Однако, в отличие от прежних ни на что не похожих страданий, нынешние были вполне заурядны. И первые признаки этого появились в тот момент, когда она решила прогнать Миё. Она словно бы пыталась войти в те двери, из которых все выходили. Эти двери вели на высокую пожарную башню, куда не всякий отважится подняться. Там, наверху, в комнате без окон Эцуко обитала с давних пор. Она могла бы убиться насмерть, если, решив выйти наружу, сделала бы один неосторожный шаг. Возможно, что единственным разумным основанием выйти наружу из темной комнаты был страх остаться в ней навечно.
Эцуко сидела рядом с Якити. Она избегала встречаться взглядами со своим пожилым сотрапезником, пристально глядя, как Кэнсукэ наполняет стакан Сабуро, сидящего напротив нее. Он держал стакан в широких крестьянских ладонях. Янтарная жидкость красиво мерцала на свету. Он держал стакан так бережно, словно утешал его, убаюкивал.

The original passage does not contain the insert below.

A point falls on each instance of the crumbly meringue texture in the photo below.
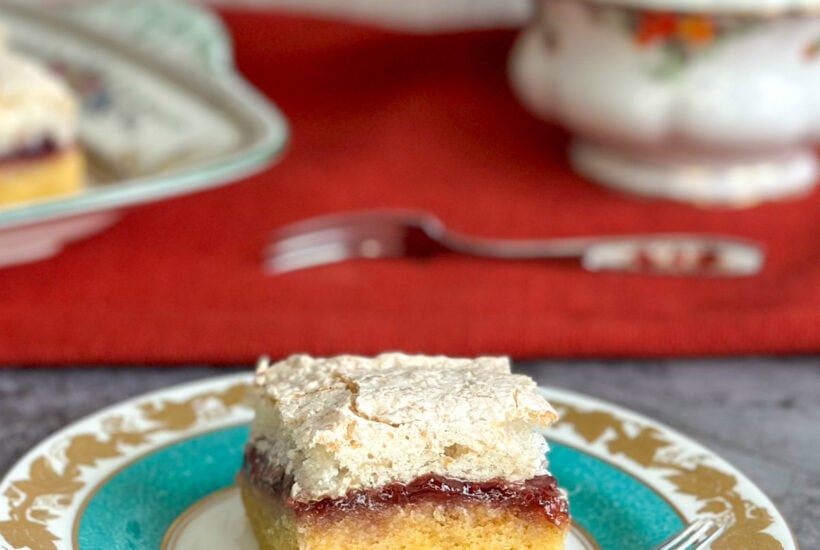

«Не надо столько пить, — мысленно внушала ему Эцуко. — Если ты много выпьешь, то сегодняшний вечер будет испорчен. Ты напьешься, пойдешь спать, и на этом все закончится. А у меня этот вечер — последний. Завтра я уже буду в пути».
Когда Кэнсукэ еще раз хотел наполнить его стакан, Эцуко не выдержала и заслонила его рукой.

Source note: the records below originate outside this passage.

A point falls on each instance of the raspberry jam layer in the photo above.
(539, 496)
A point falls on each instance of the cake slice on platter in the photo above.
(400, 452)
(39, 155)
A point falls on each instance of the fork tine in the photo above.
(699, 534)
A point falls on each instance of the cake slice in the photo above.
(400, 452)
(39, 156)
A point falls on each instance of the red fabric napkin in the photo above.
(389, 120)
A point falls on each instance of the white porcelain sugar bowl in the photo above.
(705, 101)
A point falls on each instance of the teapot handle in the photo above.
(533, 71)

— Ну же, сестричка, не будь занудой! Позволь твоему братцу выпить.
Кэнсукэ впервые в присутствии всей семьи намекнул на отношения между Эцуко и Сабуро.
Сабуро не понял этого намека. Взяв стакан, он рассмеялся. Эцуко тоже смеялась. Прикинувшись невозмутимой, она сказала:
— Он еще несовершеннолетний. Вредно для здоровья.
Она быстро схватила бутылку.
— Вы послушайте, она говорит как председатель общества по защите прав молодежи! — не без враждебности сказала Тиэко. Она, как всегда, была на стороне мужа.
С тех пор как уехала Миё, прошло три дня, но о ней почему-то никто вслух не вспоминал. Внешняя любезность, уравновешенная скрытой враждебностью, делала упоминание о ней излишним. Якити прикидывался, что ни о чем не ведает; Кэнсукэ и Тиэко не вмешивались; Асако не имела привычки разговаривать с Сабуро. Связанные молчаливым договором, они негласно поддерживали табу. Однако если бы кто-нибудь его нарушил, то могла бы случиться беда. Вот и у Тиэко появилась возможность вывести Эцуко на чистую воду.
«Что мне делать? Если я признаюсь во всем сегодня вечером? Нужно поспешить, пока кто-нибудь меня не опередил. Он, наверное, не будет сердиться; он будет просто отмалчиваться, чтобы скрыть печаль. Хуже всего, если он станет улыбаться всем подряд, делая вид, что прощает меня. И тогда все закончится! Неужели мои страдания, которые я напророчила себе, мои несбыточные мечты закончатся крахом, моей гибелью? До первого часа ночи не должно случиться ничего нового».
Эцуко сидела молча, с побледневшим лицом. На помощь пришел Якити. Едва ли он улавливал причину обеспокоенности Эцуко, но по своему опыту знал, насколько глубокой может быть ее
тревога, поэтому он стал снисходительным тоном заступаться за Эцуко перед Кэнсукэ и его женой. Пускаясь в разглагольствования, на какие был способен еще со времен своего директорства, он спасал не только Эцуко, но и завтрашнее путешествие и атмосферу вечеринки.
— Сабуро, тебе уже достаточно. В твоем возрасте я не курил, а еще меньше пил сакэ. Ты не куришь, это похвально. Пока ты молод, не стоит увлекаться всякими излишествами — хотя бы ради будущего. Легко пристраститься к сакэ, однако пить его следует после того, как перевалит за сорок. Даже в таком возрасте, как Кэнсукэ, рановато пить сакэ. Конечно, сейчас другое время, другое поколение. Понятно, что надо принимать во внимание различие между поколениями…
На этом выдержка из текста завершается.